Oposição da Nigéria rejeita eleição presidencial

Os dois principais candidatos de oposição da eleição presidencial na Nigéria afirmaram que não vão aceitar os resultados da votação de sábado.

O vice-presidente, Atiku Abubakar, e o general Muhammad Buhari, afirmaram que o partido do governo, o Partido Democrático do Povo (PDP) fraudou as eleições.

Dos resultados estaduais anunciados até o final de domingo, o candidato do partido do governo Umaru Yar'Adua venceu em dois dos estados do delta do rio Níger, Rivers e Akwa Ibom.

Nestas eleições 24 candidatos estão concorrendo para suceder o presidente Olusegun Obasanjo e a nação mais populosa da África espera substituir um chefe de estado civil eleito por outro, pela primeira vez.

'Pior'

Atiku Abubakar - que venceu no estado de Lagos - afirmou que a eleição foi a pior na história da Nigéria e uma nova votação deveria ser realizada.

Abubakar e Buhari disseram que vão convocar protestos pacíficos e entrar com processos para contestar os resultados da votação.

O principal grupo de observadores eleitorais da Nigéria, Transition Monitoring Group, disse neste domingo que pedirá a anulação das eleições presidenciais e parlamentares que começou no sábado, marcadas por atrasos e violência.

Em entrevista à agência Reuters, o presidente da organização, Innocent Chukwuma, disse:

"Pediremos a realização de novas eleições. Não se pode usar o resultado de apenas metade do país para anunciar um novo presidente."

"Em muitas partes do país, as eleições não começaram a tempo, ou nem sequer começaram."

Observadores da União Européia informaram que ocorreram abusos e violência. Mas a missão do Commonwealth (Comunidade Britânica que reúne a Grã-Bretanha, suas ex-colônias e países convidados) afirmou que a situação melhorou em comparação com as eleições estaduais ocorridas na semana passada.

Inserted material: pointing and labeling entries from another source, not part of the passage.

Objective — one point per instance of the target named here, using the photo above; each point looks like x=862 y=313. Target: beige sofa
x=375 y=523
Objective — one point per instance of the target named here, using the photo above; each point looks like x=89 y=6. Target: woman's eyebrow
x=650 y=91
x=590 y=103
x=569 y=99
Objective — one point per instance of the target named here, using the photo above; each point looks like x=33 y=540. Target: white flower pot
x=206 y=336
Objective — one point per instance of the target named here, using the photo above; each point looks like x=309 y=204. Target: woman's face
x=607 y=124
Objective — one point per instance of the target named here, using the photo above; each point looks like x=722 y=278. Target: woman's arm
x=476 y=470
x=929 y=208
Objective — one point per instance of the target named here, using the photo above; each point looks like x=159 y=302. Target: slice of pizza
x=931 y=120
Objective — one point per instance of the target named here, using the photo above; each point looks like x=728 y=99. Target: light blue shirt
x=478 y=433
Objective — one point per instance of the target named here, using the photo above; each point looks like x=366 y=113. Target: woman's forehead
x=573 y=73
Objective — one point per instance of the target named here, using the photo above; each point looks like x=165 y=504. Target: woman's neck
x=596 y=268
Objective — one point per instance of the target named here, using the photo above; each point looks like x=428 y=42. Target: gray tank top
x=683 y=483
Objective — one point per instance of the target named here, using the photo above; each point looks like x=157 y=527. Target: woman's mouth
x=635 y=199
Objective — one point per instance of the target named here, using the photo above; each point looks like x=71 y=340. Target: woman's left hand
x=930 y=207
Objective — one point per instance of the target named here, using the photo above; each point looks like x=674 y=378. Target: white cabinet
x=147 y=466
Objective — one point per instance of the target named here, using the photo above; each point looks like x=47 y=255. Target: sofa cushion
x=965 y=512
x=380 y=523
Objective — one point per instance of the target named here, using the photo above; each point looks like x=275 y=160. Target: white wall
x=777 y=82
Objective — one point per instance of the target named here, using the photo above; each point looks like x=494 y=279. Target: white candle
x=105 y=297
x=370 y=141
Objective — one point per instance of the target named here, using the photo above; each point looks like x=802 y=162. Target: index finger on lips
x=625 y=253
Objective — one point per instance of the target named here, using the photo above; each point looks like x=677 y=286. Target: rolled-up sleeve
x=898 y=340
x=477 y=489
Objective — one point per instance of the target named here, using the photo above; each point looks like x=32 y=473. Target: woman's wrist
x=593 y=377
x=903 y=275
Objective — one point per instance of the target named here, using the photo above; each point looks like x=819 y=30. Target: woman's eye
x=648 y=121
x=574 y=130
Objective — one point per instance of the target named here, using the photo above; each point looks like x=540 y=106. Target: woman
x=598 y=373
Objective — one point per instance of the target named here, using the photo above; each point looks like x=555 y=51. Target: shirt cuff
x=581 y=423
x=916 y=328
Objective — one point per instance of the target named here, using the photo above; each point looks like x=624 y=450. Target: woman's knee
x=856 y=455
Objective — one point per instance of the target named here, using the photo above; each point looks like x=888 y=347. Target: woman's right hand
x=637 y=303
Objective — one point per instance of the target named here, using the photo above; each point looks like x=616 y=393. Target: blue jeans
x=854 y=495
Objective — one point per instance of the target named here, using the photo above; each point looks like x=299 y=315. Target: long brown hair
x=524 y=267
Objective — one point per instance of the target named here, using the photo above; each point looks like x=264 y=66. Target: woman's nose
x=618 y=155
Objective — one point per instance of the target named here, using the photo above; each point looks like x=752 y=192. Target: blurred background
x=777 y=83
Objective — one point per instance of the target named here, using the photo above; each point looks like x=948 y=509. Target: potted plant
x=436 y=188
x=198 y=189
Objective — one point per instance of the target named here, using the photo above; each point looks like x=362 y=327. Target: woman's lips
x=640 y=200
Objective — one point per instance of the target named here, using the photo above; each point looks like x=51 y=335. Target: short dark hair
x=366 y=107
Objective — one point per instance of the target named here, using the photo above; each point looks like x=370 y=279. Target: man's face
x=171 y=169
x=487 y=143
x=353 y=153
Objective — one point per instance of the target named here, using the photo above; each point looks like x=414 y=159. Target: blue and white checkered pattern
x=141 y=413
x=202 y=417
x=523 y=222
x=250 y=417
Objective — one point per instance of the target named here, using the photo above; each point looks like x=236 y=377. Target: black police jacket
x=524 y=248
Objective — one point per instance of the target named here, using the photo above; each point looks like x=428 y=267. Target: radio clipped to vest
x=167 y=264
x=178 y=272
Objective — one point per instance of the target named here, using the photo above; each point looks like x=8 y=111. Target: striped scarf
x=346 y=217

No final do dia de votação, sábado, o presidente da comissão eleitoral, Maurice Iwu, afirmou que as eleições foram um "sucesso" e será lembrada por gerações.

A votação foi estendida até este domingo em quatro estados, aonde as cédulas chegaram tarde, segundo oficiais.

Além da eleição presidencial, também ocorreu a votação para a Assembléia Nacional e o Senado.

Autoridades eleitorais esperam publicar resultados detalhados na noite de segunda-feira e o novo governo deve assumir o poder no dia 29 de maio.

Violência

Pelo menos 11 pessoas morreram ao longo do sábado, incluindo sete policiais que escoltavam autoridades e material eleitoral no estado de Nassarawa, no centro do país.

Outras quatro pessoas foram mortas quando a polícia abriu fogo contra uma multidão no estado de Katsina, base eleitoral do candidato da situação, Umaru Yar'Adua, e de um de seus principais adversários, Muhammadu Buhari.

Entre os mortos neste incidente estava uma criança.

Segundo o correspondente da BBC em Abuja, David Bamford, a tensão atingiu seu ápice em áreas do país onde o apoio à oposição é maior, e naquelas em que não houve cédulas para todos os eleitores.